Wafa Assurance T2 2026 : le trimestre ralentit derrière la forte collecte semestrielle
Les primes du groupe progressent de 2,8 % au deuxième trimestre, loin des 27,2 % du semestre. Au Maroc, l’activité trimestrielle recule légèrement ; l’épargne et le périmètre égyptien changent la lecture du cumul.
Wafa Assurance affiche une forte progression de sa collecte semestrielle, mais le deuxième trimestre avance beaucoup moins vite. D’avril à juin 2026, les primes émises du groupe atteignent 3,631 milliards de dirhams, en hausse de 2,8 %. Sur la même période, le chiffre d’affaires social au Maroc recule de 0,5 %, à 2,908 milliards. Le rythme récent est donc bien différent du +27,2 % mis en avant pour l’ensemble des six mois.
L’épargne tire le cumul de janvier à juin
Sur le premier semestre, les primes du groupe s’élèvent à 10,031 milliards de dirhams. La Vie représente 5,470 milliards, en hausse de 41,9 %, tandis que la Non-Vie atteint 4,561 milliards, en progression de 13,3 %. La compagnie relie le dynamisme de la Vie à une collecte significative en épargne.
Le même contraste existe au Maroc. Le chiffre d’affaires Vie gagne 46 %, à 4,456 milliards, contre une hausse de 7,7 % pour la Non-Vie, à 3,843 milliards. Le total social semestriel augmente de 25,4 %, à 8,299 milliards. Ces taux portent sur janvier à juin et ne décrivent pas les seuls trois derniers mois.
Par différence, le premier trimestre concentre environ 64 % des primes semestrielles du groupe. La collecte des six mois est donc largement portée par le début d’année. Sans détail trimestriel par branche, il serait prématuré d’attribuer le ralentissement d’avril-juin à une dégradation précise de l’épargne, de la prévoyance ou de la Non-Vie.
Un périmètre stable depuis décembre, élargi sur un an
Le périmètre de consolidation ne change pas par rapport au 31 décembre 2025. Mais les filiales égyptiennes, intégrées depuis le quatrième trimestre 2025, contribuent désormais au semestre entier. La comparaison avec juin 2025 comprend donc un effet de périmètre.

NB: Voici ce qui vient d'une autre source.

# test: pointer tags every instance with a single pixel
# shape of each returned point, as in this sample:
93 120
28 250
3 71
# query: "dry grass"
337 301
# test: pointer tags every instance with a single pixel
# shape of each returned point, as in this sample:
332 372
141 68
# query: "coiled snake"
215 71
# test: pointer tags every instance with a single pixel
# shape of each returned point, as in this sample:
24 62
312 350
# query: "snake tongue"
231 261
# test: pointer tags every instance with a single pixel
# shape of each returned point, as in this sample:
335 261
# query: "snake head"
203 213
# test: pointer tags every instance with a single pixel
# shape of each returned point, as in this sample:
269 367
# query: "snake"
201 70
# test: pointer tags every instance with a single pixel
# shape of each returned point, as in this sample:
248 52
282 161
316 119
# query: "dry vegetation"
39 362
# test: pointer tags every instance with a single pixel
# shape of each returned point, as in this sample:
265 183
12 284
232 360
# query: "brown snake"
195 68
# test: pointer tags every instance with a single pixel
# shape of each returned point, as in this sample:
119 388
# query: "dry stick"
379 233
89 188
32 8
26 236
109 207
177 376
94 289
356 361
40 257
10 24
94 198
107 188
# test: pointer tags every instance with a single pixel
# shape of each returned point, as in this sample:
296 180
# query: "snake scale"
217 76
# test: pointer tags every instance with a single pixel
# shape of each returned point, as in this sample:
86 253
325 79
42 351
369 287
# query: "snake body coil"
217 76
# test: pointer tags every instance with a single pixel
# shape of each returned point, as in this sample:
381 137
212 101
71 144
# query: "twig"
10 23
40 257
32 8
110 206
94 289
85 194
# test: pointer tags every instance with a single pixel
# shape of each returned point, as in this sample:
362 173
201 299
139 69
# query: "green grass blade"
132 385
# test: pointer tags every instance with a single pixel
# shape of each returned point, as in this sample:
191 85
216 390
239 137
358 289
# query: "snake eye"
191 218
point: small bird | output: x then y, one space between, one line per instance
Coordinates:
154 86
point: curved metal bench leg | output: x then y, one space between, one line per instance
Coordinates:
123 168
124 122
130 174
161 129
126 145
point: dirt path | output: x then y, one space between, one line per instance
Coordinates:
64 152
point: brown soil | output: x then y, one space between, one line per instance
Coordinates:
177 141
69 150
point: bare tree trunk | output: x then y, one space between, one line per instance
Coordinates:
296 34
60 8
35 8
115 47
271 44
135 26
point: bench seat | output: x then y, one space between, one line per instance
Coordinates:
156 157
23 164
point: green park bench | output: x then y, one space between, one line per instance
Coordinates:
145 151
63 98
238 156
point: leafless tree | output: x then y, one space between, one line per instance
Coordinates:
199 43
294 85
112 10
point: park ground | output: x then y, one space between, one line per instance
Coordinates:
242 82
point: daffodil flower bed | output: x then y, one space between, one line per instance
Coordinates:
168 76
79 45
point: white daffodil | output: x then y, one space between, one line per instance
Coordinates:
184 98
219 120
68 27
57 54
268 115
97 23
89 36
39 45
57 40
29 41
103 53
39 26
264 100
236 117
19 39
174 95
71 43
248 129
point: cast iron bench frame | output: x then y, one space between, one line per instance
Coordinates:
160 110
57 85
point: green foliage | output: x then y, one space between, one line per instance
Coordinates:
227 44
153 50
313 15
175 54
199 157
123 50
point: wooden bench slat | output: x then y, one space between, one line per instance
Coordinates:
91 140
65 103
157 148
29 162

Cette chronologie empêche de traiter les 27,2 % de croissance du groupe comme une progression entièrement organique. Le chiffre social marocain apporte un autre repère, mais ne suffit pas à reconstituer les performances de chaque filiale étrangère : le communiqué n’en publie pas la ventilation.
Une prime d’épargne n’est pas un bénéfice immédiatement acquis
La hausse des primes décrit une activité commerciale. Elle ne donne pas encore le revenu d’assurance ni le résultat correspondant sous IFRS 17. Wafa Assurance applique ce référentiel à ses comptes consolidés : la collecte d’épargne et la rémunération du service rendu par l’assureur n’y sont pas reconnues de la même manière.
Les placements consolidés atteignent 71 milliards de dirhams à fin juin, en hausse de 2,2 % depuis décembre, alors que les provisions techniques progressent de 5,9 %, à 56 milliards. L’augmentation du portefeuille d’actifs accompagne des engagements envers les assurés ; elle ne constitue pas une réserve de bénéfices disponibles.
Les prochains résultats détaillés devront distinguer les revenus des services d’assurance, les sinistres, les frais et les effets financiers. Pour l’instant, les indicateurs établissent une forte collecte au semestre, un deuxième trimestre plus modéré et une contribution égyptienne absente de la base comparable du premier semestre 2025.